# GUARANTEED way to get 6.3



## toddcurry (Jul 25, 2001)

You know, it is approaching 5 years to the day when Tivo fanatics were pining / whining over version 2.5, and the speculation just got ridiculous. 2.5 was the release that activated dual tuners for dtivos. It was heaven on earth.

There was also a "war" going on between TiVo and MSFT, with their "UltimateTV" product, so we TiVo supporters were pioneers with some dot.com fear about our purchases being made worthless by the MSFT empire.

I penned this  in jest, and it took on a life of its own. Goat references still pepper the site, though few may be around to remember what started it all:

So, if you want 6.3, the answer is still the same: get a goat.
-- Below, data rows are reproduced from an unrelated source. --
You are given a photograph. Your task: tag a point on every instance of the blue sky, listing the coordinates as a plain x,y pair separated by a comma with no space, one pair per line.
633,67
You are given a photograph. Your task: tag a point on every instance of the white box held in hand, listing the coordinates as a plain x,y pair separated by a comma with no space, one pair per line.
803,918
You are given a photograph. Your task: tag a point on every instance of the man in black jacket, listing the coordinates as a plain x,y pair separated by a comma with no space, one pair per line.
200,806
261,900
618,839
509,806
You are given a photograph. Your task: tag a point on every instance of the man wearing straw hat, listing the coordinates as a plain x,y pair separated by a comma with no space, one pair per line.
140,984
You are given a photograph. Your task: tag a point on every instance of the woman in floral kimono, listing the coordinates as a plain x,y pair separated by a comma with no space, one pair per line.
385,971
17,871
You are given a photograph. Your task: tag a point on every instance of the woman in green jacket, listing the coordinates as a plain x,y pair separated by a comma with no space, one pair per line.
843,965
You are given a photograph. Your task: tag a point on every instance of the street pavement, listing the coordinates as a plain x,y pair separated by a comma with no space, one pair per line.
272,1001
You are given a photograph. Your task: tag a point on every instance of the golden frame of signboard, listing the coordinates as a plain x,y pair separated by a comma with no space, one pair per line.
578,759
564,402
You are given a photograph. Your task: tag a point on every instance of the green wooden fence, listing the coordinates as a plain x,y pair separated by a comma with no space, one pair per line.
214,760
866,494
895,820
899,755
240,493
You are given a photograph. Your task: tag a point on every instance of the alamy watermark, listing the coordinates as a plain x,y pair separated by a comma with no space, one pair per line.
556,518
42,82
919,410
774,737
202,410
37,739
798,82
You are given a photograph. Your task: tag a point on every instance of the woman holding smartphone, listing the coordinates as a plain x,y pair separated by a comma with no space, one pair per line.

And separately, if we really wanted to be obnoxious regarding 6.3, a grass-roots calling campaign to DirecTV could make a difference in communication around this release, if not the actual release. It is hard to know whether it is worth it, since we (or I at least) don't know what is in 6.3

Prepping the blue gatorade,

TC


----------



## kbohip (Dec 30, 2003)

I was thinking of another way that involved a large group of angry HD-Tivo addicts (Gee, where can I find some of them?) torches, pitchforks, and hoods to cover our..err I mean their faces.


----------



## fasTLane (Nov 25, 2005)

Divide 12.6 by 2 ?


----------



## BlankMan (Mar 30, 2002)

Get a goat. LOL I had forgotten about that.


----------



## Markman07 (Jul 18, 2001)

I thought it was a pony?


----------



## Dan203 (Apr 17, 2000)

I had never seen that post before. (or at least if I had I've since forgotten) Funny stuff. 

Dan


----------



## toddcurry (Jul 25, 2001)

It made the TiVo guys laugh, too -- so much so that they put me in the Beta right away (ahead of many who were whining and pining). 

Is there a moral to this story? No.....


----------



## rminsk (Jun 4, 2002)

It never worked for me. I used a female goat. Did it have to be a male goat?


----------



## TomB (Apr 28, 2000)

Yep, some of us remember, and thanks for the reminder!


----------



## willardcpa (Feb 23, 2001)

rminsk said:


> .....I used a female goat.....


  
That is just sooo wrong!


----------